The authorities will have clear and distinct roles. The FSA will lead in deciding that a bank is failing, as set out in clause 7. The Bank of England will lead in the operation of the special resolution regime, a provision that is set out in clause 8, but Ministers will retain control of decisions on public finances, as set out in clauses 66 to 70. The Financial Services Compensation Scheme will continue to deliver the payment of compensation.

The FSA will decide whether or not a bank is failing. It will have to consult the Bank and the Treasury before deciding that the conditions have been met. The Bill provides that the Bank of England can decide whether there is a systemic risk and that the Treasury can recommend to the Bank that action might be taken if it has been providing financial support for banks.

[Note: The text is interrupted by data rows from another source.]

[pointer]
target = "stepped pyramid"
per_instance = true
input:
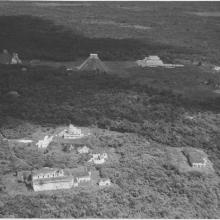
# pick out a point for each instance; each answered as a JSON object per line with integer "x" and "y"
{"x": 93, "y": 63}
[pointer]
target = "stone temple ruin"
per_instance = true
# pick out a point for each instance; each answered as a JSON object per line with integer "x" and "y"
{"x": 54, "y": 179}
{"x": 7, "y": 58}
{"x": 71, "y": 133}
{"x": 155, "y": 61}
{"x": 195, "y": 158}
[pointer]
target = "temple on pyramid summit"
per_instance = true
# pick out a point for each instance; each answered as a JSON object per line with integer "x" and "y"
{"x": 93, "y": 63}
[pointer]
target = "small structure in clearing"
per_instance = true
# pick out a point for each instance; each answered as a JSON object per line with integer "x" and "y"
{"x": 155, "y": 61}
{"x": 7, "y": 58}
{"x": 71, "y": 133}
{"x": 83, "y": 150}
{"x": 50, "y": 179}
{"x": 99, "y": 158}
{"x": 13, "y": 94}
{"x": 195, "y": 158}
{"x": 45, "y": 142}
{"x": 104, "y": 182}
{"x": 54, "y": 179}
{"x": 93, "y": 63}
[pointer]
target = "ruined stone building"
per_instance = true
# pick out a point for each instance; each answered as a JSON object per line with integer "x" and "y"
{"x": 195, "y": 158}
{"x": 71, "y": 133}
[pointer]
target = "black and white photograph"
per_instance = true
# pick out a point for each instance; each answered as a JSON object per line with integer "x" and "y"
{"x": 110, "y": 109}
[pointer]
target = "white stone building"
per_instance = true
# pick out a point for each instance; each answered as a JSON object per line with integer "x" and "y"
{"x": 45, "y": 142}
{"x": 155, "y": 61}
{"x": 195, "y": 158}
{"x": 99, "y": 158}
{"x": 71, "y": 133}
{"x": 83, "y": 150}
{"x": 54, "y": 179}
{"x": 104, "y": 182}
{"x": 50, "y": 179}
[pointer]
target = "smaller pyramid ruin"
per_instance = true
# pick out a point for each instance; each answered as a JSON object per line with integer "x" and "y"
{"x": 7, "y": 58}
{"x": 93, "y": 63}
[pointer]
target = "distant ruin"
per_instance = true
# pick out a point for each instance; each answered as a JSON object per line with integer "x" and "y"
{"x": 155, "y": 61}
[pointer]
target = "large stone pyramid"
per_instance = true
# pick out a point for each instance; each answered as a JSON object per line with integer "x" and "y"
{"x": 93, "y": 63}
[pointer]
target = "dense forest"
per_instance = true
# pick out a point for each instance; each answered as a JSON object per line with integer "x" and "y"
{"x": 37, "y": 38}
{"x": 53, "y": 97}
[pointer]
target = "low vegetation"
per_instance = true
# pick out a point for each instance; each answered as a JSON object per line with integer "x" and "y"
{"x": 146, "y": 185}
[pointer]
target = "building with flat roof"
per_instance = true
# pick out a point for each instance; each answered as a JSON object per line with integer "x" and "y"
{"x": 195, "y": 158}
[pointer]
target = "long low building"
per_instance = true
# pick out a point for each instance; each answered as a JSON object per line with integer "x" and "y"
{"x": 54, "y": 179}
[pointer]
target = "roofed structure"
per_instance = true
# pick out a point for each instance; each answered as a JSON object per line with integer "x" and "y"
{"x": 5, "y": 57}
{"x": 195, "y": 158}
{"x": 93, "y": 63}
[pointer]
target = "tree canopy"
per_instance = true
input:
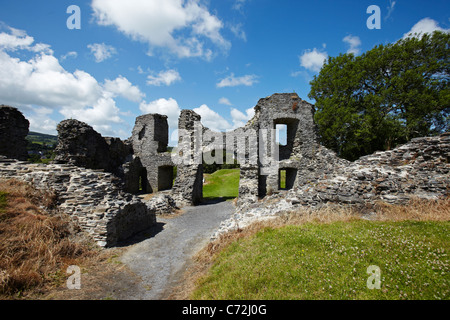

The Bank then has two options: it can decide to transfer a bank to a third party or can transfer the bank’s assets into what is known as a bridge bank, which is owned, established and controlled by the Bank of England, pending reconstruction. Thereafter, the bank can either be transferred in whole or in part to a private sector bidder as appropriate.

What the Bill does is provide a mechanism that is not there at the moment. That mechanism will allow us to take a bank that is in difficulties out of the hands of its present management and, if it cannot be sold to a third party, either put it into a bridge bank or, if necessary, take it into public ownership.

Mr. Osborne rose—

Mr. Andrew Pelling (Croydon, Central) (Ind) rose—

Mr. Darling: I shall give way first to the shadow Chancellor, and then to the hon. Member for Croydon, Central (Mr. Pelling).

Mr. Osborne: I am grateful to the Chancellor for giving way. One area of disagreement has been about who pulls the trigger on the special resolution regime. As he knows, we think that the Bank of England should have that power, and so too does the Governor of the Bank of England. Did the Governor not in effect demonstrate that he had the de facto power to do that when he prevented Bradford & Bingley from accessing the special liquidity scheme and therefore forced the rest of the tripartite committee to deal with a bank rescue situation? No doubt there was consultation, but he nevertheless had that power. If the Bank of England has that de facto power, would it not be better to put it formally in the Bill, so that it can be properly considered by Parliament?

Mr. Darling: I had rather thought that the hon. Gentleman was now not insisting on that point, but he mentioned Bradford & Bingley. There comes a point with the special liquidity scheme when the Governor of the Bank of England has to form a judgment as to whether it is prudent to keep providing an institution with funds if he thinks that it will not get through.